Now, "(great) white hope" might be a different animal. If you focus on the word "white", perhaps it is unacceptable. However, as a counter example, when I was teaching Chemistry in a large secondary school, the principal hired a woman who he actually said would be "the great white hope" for the Physics department. At the time we had two hard-edged male teachers in that department, and the enrollment in Physics was declining yearly. When she came in, everything changed, one of the old guys left for another school, and Physics enrollment increased dramatically. No one in this scenario was black, brown or any other colour. The meaning of his appellation was clear, as were the results of her hiring. OK, I'm a Canadian, as you can tell from some of my spelling, and the acceptance of different races is much more of a given here. Maybe that's where I'm coming from.

As I said yesterday, I don't want to argue. I want all Syndies to get along, and I just want to do my daily puzzle. However, if called upon, I will engage.

Love you guys.

leftcoastTAM 8:33 PM  


I think you put your finger on it.

Your experience in Canada has been different from ours in the U.S. with racial/ethnic contention and conflict.

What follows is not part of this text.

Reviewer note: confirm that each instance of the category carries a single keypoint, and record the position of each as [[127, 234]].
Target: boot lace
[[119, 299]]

That may be why we may seem oversensitive to the use of racially-tinged language. Unfortunately, the problem has been exacerbated here during the current political campaign and election season.

Thank you for your thoughtful responses.

J Howard 6:27 PM  

Interesting that I got the PATS answer by linking it to the Clive Bundy family; self-described Patriots who defy the BLM and occupied the Oregon wilderness reserve. Any way you get there, a correct answer is a correct answer.